Dodatkowo – jak podkreślają katecheci – argument, który był używany przez obecne MEN przeciwko organizowaniu lekcji religii pomiędzy innymi przedmiotami w planie dnia, teraz może okazać się argumentem pozornym, „który miał przesłonić prawdziwą przyczynę, którą być może jest dyskryminacja osób wierzących”. „Wprowadzenie edukacji zdrowotnej jako nadobowiązkowej, jednak nienauczanej po lub przed przedmiotami obowiązkowymi spowoduje, że uczniowie nieuczęszczający na te lekcje zostaną prawdopodobnie w tym czasie pozostawieni sami sobie lub skazani na świetlicę” – czytamy.
Pytają także o analogiczne rozwiązania w sprawie edukacji zdrowotnej takie jak dla etyki i religii, czyli łączenia w grupy międzyklasowe i międzyoddziałowe według analogicznych zasad, niewliczanie ocen do średniej, czy organizowanie przed lub po przedmiotach obowiązkowych oraz w wymiarze jednej godziny. „MEN podkreślało, że dzieci są przeciążone nadmiarem godzin, a samo przyczynia się do ich zwiększenia” – piszą katecheci.
Stowarzyszenie Katechetów Świeckich postuluje, aby utworzyć w szkołach stanowiska konsultantów do spraw równego traktowania ze względu na wyznawaną wiarę i przynależność do kościołów i związków wyznaniowych lub ich brak, w celu zapobiegania i eliminacji dyskryminacji uczniów oraz nauczycieli.
„Zjawisko hejtu wobec uczniów, którzy chodzą na lekcje religii, jest realnym problemem, zwłaszcza w niektórych dużych aglomeracjach, co wiąże się z kosztami emocjonalnymi uczniów tym dotkniętych.
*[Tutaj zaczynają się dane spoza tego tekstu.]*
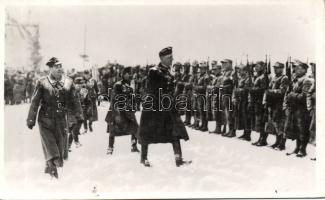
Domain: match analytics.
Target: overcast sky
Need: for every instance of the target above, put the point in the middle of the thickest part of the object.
(134, 34)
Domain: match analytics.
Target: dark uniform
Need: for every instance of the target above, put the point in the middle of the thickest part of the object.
(240, 100)
(274, 102)
(227, 86)
(8, 92)
(160, 125)
(256, 95)
(213, 90)
(53, 98)
(111, 80)
(296, 127)
(30, 86)
(311, 106)
(202, 99)
(137, 78)
(121, 117)
(74, 123)
(92, 91)
(194, 103)
(184, 86)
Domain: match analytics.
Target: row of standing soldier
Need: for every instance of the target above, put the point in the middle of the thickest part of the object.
(61, 105)
(248, 98)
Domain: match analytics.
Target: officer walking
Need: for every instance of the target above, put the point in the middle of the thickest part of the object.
(54, 95)
(159, 125)
(274, 103)
(121, 117)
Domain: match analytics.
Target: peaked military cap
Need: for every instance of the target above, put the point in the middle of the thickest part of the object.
(53, 61)
(299, 63)
(166, 51)
(126, 70)
(226, 61)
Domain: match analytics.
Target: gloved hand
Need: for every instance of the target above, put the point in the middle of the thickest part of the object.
(118, 119)
(291, 96)
(30, 124)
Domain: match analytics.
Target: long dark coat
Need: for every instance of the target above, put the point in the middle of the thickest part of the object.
(53, 100)
(242, 114)
(311, 106)
(258, 119)
(274, 101)
(127, 125)
(295, 105)
(92, 112)
(160, 126)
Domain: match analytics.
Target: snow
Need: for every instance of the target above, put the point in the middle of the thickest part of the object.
(222, 167)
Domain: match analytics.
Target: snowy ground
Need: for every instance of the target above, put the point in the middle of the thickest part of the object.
(221, 166)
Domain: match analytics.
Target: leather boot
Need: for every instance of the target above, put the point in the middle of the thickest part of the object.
(217, 130)
(298, 144)
(263, 141)
(282, 143)
(144, 156)
(302, 151)
(277, 142)
(258, 141)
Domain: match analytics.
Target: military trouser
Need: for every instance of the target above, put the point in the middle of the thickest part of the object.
(176, 148)
(74, 133)
(89, 124)
(202, 107)
(188, 112)
(195, 111)
(111, 141)
(228, 111)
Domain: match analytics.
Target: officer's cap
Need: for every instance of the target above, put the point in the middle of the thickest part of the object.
(262, 63)
(78, 80)
(53, 61)
(187, 64)
(242, 67)
(216, 67)
(226, 61)
(166, 51)
(177, 64)
(278, 65)
(126, 70)
(214, 62)
(203, 64)
(299, 63)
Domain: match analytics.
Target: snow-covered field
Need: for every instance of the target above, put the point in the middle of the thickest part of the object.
(221, 167)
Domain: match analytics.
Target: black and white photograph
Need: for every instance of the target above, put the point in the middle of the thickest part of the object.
(153, 99)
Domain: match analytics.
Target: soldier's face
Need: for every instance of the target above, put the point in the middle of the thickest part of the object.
(78, 86)
(127, 76)
(56, 71)
(300, 71)
(203, 70)
(167, 60)
(216, 71)
(278, 70)
(258, 68)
To temat tabu w szkolnictwie i może nadszedł ten moment, aby podjąć stanowcze kroki, by temu przeciwdziałać” – czytamy.
Zdaniem SKŚ MEN „nie chce spotykać się ze środowiskiem świeckich nauczycieli religii, a na pisma nie odpowiada od wielu miesięcy, podobnie jak Rzecznik Praw Dziecka oraz inne instytucje publiczne i organy, które trwają w bezczynności nawet przez kilka, czy kilkanaście miesięcy”.
W Stanowisku został poruszony także problem nauczycieli religii, którzy mają uprawnienia do nauczania innych przedmiotów. „Jest zaskakująco dużo sytuacji, gdy nauczyciele nie mogą uczyć informatyki i innych przedmiotów, bo słyszą od dyrektorów, że nie wolno im, bo uczą religii i traktowani są, jakby byli przez to napiętnowani” – alarmują katecheci.
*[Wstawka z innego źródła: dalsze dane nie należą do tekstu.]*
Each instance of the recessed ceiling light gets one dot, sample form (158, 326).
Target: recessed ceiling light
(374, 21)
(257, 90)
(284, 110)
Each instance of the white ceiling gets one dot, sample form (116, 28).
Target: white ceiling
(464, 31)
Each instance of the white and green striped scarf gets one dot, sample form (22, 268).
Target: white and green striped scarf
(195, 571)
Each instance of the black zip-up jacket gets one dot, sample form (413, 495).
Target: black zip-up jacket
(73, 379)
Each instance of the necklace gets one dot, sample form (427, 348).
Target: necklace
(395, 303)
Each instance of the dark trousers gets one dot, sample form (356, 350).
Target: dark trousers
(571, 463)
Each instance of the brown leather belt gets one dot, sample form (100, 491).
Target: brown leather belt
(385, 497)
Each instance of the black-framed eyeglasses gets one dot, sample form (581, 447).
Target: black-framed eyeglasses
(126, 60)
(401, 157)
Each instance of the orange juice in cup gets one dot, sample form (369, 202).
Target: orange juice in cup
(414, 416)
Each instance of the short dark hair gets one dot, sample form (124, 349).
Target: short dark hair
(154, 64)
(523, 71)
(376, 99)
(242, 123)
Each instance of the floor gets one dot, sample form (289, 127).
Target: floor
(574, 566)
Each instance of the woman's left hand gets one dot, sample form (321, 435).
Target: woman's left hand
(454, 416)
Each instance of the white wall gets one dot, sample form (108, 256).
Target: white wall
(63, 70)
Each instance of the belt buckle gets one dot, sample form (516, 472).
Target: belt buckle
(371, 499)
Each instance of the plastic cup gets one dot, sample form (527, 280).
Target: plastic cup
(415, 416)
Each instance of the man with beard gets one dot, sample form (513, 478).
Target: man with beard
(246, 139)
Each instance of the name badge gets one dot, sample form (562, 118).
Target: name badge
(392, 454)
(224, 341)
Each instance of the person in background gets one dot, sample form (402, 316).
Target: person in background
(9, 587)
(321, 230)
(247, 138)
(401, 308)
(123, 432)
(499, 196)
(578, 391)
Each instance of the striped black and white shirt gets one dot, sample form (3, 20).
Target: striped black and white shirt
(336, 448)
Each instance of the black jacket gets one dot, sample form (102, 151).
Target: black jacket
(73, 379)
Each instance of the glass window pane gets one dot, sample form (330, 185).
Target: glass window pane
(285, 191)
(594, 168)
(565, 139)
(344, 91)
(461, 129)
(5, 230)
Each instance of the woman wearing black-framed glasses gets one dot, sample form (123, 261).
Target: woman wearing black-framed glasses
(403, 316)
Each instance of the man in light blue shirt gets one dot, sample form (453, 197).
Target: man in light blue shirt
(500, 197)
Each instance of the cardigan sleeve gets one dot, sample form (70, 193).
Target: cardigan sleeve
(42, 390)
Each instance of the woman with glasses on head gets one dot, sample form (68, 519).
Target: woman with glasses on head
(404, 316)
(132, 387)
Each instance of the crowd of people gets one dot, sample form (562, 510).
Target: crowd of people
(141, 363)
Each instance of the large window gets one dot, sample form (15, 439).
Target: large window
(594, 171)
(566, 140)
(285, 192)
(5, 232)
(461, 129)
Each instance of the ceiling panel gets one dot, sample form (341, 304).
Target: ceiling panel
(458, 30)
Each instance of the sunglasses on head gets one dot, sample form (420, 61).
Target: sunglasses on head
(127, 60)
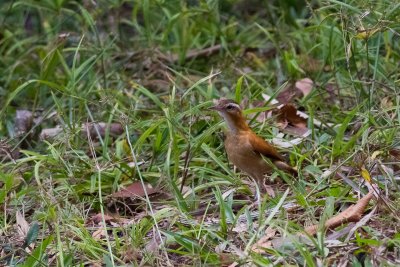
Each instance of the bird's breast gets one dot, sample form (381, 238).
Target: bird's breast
(242, 155)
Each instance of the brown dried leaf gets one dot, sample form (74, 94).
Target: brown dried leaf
(23, 122)
(305, 86)
(351, 214)
(98, 218)
(288, 114)
(288, 94)
(99, 233)
(94, 129)
(290, 121)
(309, 64)
(22, 225)
(264, 242)
(135, 190)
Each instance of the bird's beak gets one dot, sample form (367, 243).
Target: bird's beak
(214, 108)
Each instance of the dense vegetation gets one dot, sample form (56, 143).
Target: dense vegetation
(97, 96)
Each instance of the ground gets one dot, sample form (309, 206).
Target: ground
(109, 155)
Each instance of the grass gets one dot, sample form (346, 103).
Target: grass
(131, 62)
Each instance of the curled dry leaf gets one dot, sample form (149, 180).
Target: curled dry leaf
(351, 214)
(301, 88)
(290, 121)
(305, 86)
(264, 242)
(94, 129)
(135, 190)
(22, 225)
(23, 122)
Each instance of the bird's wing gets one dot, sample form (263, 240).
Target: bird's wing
(261, 146)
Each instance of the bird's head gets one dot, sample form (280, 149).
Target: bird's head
(232, 113)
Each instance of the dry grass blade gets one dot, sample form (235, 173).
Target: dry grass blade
(351, 214)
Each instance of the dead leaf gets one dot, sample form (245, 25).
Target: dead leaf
(301, 88)
(98, 218)
(94, 129)
(305, 86)
(351, 214)
(290, 121)
(100, 233)
(135, 190)
(23, 122)
(309, 64)
(22, 225)
(288, 94)
(264, 242)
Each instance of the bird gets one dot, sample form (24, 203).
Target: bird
(245, 149)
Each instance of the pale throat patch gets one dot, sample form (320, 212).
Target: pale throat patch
(229, 121)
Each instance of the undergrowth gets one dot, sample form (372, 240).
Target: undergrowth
(153, 68)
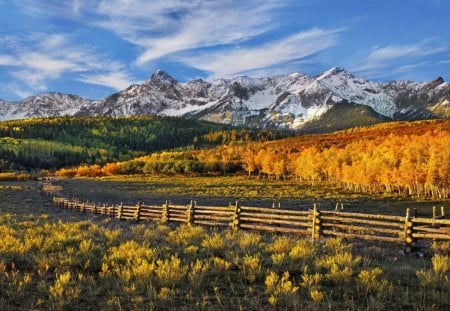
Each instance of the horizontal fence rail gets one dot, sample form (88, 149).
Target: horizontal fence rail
(314, 223)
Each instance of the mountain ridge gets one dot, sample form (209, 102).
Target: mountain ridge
(285, 101)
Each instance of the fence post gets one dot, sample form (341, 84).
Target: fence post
(409, 239)
(237, 216)
(190, 213)
(434, 216)
(137, 212)
(165, 212)
(315, 225)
W okresie do końca września, a nawet października według danych wskazanych przez MEN pracę straci 10 000 świeckich katechetów – dodają. „Według naszych szacunków będzie to o kilka tysięcy osób więcej, a część będzie miała drastycznie ograniczony wymiar zatrudnienia. Konsekwencją będą ludzkie dramaty, przy całkowitej ignorancji ze strony Ministerstwa Edukacji Narodowej oraz Ministerstwa Rodziny, Pracy i Polityki Społecznej” – apelują katecheci.
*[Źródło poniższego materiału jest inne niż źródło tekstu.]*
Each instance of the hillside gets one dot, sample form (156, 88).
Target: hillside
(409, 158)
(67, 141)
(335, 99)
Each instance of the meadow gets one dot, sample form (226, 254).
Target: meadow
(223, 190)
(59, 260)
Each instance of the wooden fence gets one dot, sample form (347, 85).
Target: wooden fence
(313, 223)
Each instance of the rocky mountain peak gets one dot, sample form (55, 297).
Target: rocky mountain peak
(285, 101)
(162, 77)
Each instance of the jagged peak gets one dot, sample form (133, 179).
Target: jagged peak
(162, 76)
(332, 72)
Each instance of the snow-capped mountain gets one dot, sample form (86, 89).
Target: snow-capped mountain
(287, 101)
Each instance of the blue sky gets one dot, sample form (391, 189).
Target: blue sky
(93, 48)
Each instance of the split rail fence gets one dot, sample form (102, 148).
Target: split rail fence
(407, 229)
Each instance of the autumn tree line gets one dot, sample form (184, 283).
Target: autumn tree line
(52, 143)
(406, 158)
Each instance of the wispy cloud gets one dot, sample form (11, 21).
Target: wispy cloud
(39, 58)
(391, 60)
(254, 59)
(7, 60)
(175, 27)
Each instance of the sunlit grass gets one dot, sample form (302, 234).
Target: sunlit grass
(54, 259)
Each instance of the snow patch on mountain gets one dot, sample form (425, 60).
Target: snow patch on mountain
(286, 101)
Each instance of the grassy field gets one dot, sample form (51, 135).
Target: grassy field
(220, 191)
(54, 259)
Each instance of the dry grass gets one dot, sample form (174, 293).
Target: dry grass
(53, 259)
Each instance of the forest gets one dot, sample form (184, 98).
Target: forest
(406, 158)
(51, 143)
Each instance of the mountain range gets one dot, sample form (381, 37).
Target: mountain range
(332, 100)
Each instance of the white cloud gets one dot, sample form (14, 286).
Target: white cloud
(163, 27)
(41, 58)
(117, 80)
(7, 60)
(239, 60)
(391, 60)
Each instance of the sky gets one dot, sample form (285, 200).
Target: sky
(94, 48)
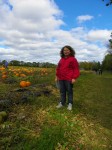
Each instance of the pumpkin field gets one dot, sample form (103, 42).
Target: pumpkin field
(29, 119)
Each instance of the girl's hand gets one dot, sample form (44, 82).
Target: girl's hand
(56, 79)
(73, 81)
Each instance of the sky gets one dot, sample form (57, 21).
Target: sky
(36, 30)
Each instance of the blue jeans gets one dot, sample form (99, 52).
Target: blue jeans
(66, 87)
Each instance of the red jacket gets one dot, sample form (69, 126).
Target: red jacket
(67, 69)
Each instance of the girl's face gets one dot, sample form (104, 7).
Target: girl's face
(66, 52)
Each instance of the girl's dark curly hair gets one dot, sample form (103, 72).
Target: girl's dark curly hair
(72, 51)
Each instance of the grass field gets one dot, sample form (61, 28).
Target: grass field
(34, 123)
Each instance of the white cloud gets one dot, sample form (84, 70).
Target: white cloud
(31, 32)
(84, 18)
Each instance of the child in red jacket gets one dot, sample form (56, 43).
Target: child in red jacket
(67, 72)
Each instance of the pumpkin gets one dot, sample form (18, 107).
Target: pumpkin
(23, 84)
(28, 83)
(4, 76)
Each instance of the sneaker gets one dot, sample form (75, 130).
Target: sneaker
(69, 106)
(59, 105)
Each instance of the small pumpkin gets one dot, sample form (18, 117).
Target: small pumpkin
(4, 76)
(23, 84)
(28, 83)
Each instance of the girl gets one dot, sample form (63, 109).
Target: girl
(67, 72)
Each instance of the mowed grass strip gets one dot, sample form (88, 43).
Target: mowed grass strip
(38, 125)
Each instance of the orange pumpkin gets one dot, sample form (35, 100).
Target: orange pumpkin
(4, 76)
(23, 84)
(28, 83)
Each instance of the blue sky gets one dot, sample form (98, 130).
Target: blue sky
(36, 30)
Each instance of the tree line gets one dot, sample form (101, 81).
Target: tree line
(106, 64)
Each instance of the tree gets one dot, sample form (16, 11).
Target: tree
(108, 3)
(109, 46)
(107, 62)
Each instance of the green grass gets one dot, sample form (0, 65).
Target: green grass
(38, 125)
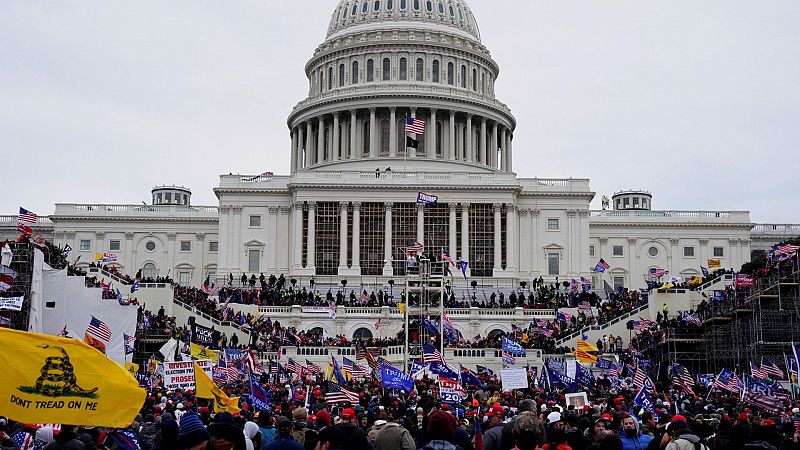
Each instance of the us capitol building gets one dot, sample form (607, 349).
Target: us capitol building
(347, 207)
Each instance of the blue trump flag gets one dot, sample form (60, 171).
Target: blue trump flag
(394, 378)
(258, 395)
(513, 347)
(644, 400)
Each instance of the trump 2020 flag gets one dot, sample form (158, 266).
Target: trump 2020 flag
(396, 379)
(49, 379)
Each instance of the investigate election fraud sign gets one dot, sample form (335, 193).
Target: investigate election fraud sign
(49, 379)
(180, 375)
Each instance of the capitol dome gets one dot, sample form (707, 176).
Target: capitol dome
(383, 61)
(353, 15)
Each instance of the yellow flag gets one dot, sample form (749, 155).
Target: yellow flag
(48, 379)
(207, 389)
(200, 352)
(132, 368)
(587, 347)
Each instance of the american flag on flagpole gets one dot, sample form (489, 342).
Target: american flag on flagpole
(26, 216)
(414, 125)
(338, 394)
(99, 329)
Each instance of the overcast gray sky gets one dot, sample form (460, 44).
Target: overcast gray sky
(695, 101)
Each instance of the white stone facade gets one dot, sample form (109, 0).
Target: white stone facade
(341, 213)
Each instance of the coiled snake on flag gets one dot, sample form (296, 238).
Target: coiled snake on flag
(58, 376)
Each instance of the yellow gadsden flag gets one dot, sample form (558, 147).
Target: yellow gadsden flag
(200, 352)
(205, 388)
(586, 352)
(48, 379)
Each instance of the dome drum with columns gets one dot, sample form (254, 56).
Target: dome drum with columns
(342, 214)
(392, 59)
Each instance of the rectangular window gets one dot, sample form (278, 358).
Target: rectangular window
(183, 278)
(254, 261)
(552, 263)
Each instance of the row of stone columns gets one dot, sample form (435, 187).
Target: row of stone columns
(308, 151)
(355, 267)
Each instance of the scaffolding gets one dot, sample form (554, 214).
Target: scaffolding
(425, 290)
(755, 324)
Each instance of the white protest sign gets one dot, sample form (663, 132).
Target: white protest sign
(180, 375)
(11, 303)
(514, 378)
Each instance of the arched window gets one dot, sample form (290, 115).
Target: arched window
(362, 333)
(450, 73)
(403, 69)
(149, 271)
(384, 137)
(387, 69)
(366, 136)
(475, 80)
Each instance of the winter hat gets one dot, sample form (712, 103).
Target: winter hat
(192, 431)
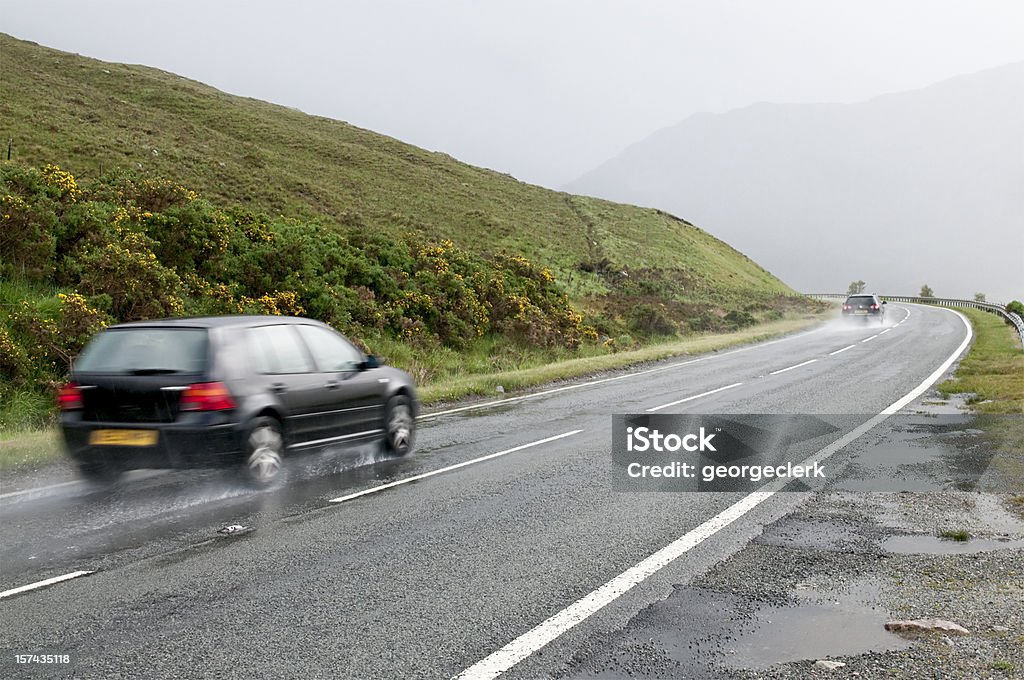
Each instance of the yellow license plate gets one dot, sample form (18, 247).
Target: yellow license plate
(123, 437)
„Nigdy w historii polskiego szkolnictwa żadna grupa nauczycieli, nie doświadczyła takiej dyskryminacji w zatrudnieniu, jak nauczyciele religii” – piszą pedagodzy.
„Mamy nadzieję, że Rzecznik Praw Obywatelskich zbada sytuację związaną z wprowadzonym rozporządzeniem oraz przeanalizuje sytuacje związaną z dyskryminacją nauczycieli religii, a także uczniów i ich rodziców” – czytamy.